The Three-Page Rule for the On-Call Mental Model
The mental model that fits on one page. Three pages, one each for: live state, recent deploys, escalation paths. Why three is the right number.
Page 1: live state
Page one is the current state of every service the on-call owns. The whole picture in one screen, refreshed automatically; the on-call should never be the source of staleness.
- One row per service. Latency, error rate, saturation, recent alerts; status icon for at-a-glance health.
- Auto-updated. The page refreshes itself; the on-call never maintains it; any time-decay risk means stale and untrustworthy.
- Single screen. Surfaces incidents in flight without scrolling; can be checked during the handoff call.
- Anchored to ownership. Only services this on-call rotation owns; cross-team noise belongs on someone else’s page one.
Page 2: recent deploys
Page two is every deploy in the last 4 hours: service, version, one-line description, sorted reverse-chronological. When an alert fires, page two is the first place to look because "what changed" is the most common cause of new incidents.
- Last 4 hours only. The default surface is recent; older deploys fall off; dig deeper only if the recent set does not explain.
- Service plus version plus description. Three columns; everything else is noise during an incident.
- Reverse chronological. The most recent deploy is the most likely cause; ordering matters for fast triage.
- Linked to deploy logs. One click from the row to the build log, the PR, and the rollback button; remove the friction.
Page 3: escalation paths
Page three is per-service escalation: who to page for what kind of failure. Database team for DB issues; network team for connectivity; security for credential leaks. Single source of truth, because if escalation paths live in four places, mistakes happen during incidents.

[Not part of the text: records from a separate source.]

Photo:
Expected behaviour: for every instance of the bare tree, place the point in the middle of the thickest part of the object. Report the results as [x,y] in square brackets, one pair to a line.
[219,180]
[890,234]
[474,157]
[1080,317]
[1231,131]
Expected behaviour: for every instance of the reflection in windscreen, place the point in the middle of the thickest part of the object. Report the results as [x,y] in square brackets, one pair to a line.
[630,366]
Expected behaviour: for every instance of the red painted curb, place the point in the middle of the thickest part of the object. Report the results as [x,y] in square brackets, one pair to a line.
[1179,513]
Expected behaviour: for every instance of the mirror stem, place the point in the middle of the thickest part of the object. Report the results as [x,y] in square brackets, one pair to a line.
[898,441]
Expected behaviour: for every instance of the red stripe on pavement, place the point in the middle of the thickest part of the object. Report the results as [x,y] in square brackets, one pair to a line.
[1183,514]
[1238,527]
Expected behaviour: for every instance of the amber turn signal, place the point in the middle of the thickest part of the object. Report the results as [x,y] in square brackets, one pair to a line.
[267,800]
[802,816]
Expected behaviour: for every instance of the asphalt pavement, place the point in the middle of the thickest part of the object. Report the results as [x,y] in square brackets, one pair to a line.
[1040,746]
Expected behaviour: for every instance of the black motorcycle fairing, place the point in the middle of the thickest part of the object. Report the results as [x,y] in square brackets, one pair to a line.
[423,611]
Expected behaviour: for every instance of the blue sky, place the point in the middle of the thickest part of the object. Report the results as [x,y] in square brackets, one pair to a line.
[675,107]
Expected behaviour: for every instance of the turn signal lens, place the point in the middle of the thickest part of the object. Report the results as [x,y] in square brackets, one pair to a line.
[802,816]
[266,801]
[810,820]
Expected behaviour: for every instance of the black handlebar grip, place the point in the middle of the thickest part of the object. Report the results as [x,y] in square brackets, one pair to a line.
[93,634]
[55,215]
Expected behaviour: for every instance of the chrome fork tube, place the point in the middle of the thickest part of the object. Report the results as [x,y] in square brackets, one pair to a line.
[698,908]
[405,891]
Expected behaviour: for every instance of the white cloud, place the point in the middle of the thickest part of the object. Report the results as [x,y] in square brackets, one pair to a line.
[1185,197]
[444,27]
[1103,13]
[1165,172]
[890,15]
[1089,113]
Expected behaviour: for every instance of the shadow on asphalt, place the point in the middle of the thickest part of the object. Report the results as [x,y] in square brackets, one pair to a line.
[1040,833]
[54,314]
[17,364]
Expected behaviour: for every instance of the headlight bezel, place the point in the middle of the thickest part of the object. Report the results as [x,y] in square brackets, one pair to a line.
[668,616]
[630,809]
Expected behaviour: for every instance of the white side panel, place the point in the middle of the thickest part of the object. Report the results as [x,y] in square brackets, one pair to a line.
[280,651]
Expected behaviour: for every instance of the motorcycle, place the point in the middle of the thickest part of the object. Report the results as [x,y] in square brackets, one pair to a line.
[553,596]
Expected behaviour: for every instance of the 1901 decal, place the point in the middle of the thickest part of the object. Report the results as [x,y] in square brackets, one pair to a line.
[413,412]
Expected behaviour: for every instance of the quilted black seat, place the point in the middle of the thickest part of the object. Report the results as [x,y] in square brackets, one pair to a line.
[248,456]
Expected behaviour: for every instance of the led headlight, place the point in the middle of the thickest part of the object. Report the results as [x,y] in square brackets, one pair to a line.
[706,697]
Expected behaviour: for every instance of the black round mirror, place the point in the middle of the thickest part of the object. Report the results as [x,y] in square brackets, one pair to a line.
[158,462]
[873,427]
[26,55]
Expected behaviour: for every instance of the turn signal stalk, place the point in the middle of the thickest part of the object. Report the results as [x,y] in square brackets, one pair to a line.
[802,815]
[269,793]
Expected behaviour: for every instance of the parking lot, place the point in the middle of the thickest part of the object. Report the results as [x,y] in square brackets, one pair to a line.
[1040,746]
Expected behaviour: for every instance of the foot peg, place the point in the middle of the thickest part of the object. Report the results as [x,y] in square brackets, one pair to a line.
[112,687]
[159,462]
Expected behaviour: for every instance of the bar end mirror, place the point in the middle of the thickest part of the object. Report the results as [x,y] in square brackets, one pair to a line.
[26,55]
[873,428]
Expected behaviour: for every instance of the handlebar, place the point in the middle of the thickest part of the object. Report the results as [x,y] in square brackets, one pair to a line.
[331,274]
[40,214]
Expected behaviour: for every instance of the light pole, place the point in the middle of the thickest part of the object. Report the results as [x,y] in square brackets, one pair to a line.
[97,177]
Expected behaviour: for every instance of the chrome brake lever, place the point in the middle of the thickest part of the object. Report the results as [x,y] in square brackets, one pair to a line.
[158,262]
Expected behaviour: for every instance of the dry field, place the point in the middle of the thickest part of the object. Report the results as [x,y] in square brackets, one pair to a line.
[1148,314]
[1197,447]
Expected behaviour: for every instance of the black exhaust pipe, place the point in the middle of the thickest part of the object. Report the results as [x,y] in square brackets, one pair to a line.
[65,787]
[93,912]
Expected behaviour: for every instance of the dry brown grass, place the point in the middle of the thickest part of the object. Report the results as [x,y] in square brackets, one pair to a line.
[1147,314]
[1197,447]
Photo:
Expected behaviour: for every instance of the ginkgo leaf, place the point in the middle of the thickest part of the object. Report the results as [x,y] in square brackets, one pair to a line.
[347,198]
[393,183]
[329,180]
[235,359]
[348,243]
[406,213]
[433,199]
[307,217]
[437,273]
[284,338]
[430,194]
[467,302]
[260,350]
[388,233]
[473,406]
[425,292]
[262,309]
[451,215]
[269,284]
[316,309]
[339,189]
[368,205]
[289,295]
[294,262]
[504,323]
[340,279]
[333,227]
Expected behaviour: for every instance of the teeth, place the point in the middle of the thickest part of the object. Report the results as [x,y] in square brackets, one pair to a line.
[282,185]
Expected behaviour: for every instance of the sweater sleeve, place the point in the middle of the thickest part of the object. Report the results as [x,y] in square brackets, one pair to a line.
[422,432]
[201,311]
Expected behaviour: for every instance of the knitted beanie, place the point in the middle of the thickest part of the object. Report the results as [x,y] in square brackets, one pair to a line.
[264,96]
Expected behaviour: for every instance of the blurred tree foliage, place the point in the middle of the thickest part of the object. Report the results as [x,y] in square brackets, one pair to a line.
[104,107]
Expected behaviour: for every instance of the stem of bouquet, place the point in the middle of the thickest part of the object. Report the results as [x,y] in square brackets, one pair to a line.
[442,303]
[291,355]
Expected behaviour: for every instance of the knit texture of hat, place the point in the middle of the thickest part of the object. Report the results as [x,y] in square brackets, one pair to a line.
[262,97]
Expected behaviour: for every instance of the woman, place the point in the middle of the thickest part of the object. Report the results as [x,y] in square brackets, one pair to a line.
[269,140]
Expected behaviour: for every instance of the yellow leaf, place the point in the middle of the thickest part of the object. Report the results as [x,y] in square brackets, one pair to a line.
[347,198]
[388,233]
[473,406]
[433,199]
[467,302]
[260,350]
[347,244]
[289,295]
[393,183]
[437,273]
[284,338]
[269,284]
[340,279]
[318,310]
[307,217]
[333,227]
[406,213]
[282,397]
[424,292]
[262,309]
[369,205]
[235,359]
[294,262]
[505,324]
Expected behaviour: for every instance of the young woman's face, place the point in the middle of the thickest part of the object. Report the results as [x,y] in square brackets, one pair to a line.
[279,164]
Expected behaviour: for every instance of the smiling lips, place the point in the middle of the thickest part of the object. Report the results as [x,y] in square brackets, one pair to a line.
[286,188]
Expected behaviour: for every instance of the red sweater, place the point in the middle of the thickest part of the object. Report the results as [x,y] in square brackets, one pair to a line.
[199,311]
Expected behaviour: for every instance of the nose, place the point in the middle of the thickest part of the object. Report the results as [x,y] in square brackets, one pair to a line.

- Per-service primary contact. The team or person to page first for a given service or failure class.
- Secondary on-call plus escalation manager. Two layers of fallback; documented, not assumed.
- "Do not disturb" lists. Holiday, off-call, sabbatical; honoured during incident pages.
- Single source of truth. One canonical page; not a wiki entry, a Slack pin, and a Google doc all drifting separately.